The α 1I T‐type calcium channel exhibits faster gating properties when overexpressed in neuroblastoma/glioma NG 108‐15 cells

The recently cloned T‐type calcium channel α 1I (Ca v 3.3) displays atypically slow kinetics when compared to native T‐channels. Possible explanations might involve alternative splicing of the α 1I subunit, or the use of expression systems that do not provide a suitable environment (auxiliary subunit, phosphorylation, glycosylation…). In this study, two human α 1I splice variants, the α 1I‐a and α 1I‐b isoforms that harbour distinct carboxy‐terminal regions were studied using various expression systems. As the localization of the α 1I subunit is primarily restricted to neuronal tissues, its functional expression was conducted in the neuroblastoma/glioma cell line NG 108‐15, and the results compared to those obtained in HEK‐293 cells and Xenopus oocytes. In Xenopus oocytes, both isoforms exhibited very slow current kinetics compared to those obtained in HEK‐293 cells, but the α 1I‐b isoform generated faster currents than the α 1I‐a isoform. Both activation and inactivation kinetics of α 1I currents were significantly faster in NG 108‐15 cells, while deactivating tail currents were two times slower, compared to those obtained in HEK‐293 cells.

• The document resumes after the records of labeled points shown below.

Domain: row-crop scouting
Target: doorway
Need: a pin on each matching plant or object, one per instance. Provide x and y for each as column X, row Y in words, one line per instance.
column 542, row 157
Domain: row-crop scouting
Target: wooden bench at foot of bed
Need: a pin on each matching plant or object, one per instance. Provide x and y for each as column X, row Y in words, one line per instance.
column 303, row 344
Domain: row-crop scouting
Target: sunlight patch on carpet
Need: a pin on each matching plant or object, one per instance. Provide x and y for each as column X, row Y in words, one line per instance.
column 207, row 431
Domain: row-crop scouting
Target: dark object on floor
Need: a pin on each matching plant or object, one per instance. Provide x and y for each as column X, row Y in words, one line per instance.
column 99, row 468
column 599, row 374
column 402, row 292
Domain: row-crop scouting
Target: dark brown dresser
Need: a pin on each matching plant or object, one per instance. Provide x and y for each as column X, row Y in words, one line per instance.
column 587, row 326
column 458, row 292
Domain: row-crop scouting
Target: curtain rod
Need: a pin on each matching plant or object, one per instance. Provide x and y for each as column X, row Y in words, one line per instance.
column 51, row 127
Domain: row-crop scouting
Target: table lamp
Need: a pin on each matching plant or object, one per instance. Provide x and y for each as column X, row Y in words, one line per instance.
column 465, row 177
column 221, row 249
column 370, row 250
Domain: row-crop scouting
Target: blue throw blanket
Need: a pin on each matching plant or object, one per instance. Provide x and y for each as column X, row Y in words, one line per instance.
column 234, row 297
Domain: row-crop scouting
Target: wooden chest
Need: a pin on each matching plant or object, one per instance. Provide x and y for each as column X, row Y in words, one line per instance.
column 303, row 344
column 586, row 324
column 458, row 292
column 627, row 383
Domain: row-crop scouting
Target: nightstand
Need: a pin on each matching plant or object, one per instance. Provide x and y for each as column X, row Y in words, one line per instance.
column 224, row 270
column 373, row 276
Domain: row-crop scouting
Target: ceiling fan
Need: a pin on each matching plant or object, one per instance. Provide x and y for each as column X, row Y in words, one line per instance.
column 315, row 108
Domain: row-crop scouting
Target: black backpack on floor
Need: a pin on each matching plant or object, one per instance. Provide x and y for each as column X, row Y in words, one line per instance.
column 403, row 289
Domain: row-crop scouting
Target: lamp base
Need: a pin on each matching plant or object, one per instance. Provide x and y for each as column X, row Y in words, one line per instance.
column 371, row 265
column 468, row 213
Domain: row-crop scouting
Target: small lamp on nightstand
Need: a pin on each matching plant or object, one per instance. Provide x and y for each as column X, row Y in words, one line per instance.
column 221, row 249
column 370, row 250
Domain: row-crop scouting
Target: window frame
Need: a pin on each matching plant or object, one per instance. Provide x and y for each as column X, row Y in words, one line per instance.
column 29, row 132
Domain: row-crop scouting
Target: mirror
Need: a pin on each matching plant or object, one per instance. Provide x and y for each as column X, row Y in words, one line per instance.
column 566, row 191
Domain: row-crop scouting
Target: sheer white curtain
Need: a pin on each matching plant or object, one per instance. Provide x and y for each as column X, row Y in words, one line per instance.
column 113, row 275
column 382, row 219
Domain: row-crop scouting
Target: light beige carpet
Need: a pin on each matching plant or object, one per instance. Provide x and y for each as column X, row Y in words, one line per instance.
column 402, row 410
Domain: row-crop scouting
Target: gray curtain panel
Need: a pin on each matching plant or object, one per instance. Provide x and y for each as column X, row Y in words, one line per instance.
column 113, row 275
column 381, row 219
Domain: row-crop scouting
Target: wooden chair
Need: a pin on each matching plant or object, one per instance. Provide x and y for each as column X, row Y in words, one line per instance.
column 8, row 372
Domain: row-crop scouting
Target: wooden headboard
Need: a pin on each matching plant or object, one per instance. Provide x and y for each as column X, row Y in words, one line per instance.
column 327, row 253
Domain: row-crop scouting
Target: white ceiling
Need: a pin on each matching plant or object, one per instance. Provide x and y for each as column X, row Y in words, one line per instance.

Moreover, the α 1I‐b isoform showed significantly slower deactivation kinetics both in NG 1080‐15 and in HEK‐293 cells. Altogether, these data emphasize the advantage of combining several expression systems to reveal subtle differences in channel properties and further indicate that the major functional differences between both human α 1I isoforms are related to current kinetics. More importantly, these data suggest that the expression of the α 1I subunit in neuronal cells contributes to the ‘normalization’ of current kinetics to the more classical, fast‐gated T‐type Ca 2+ current.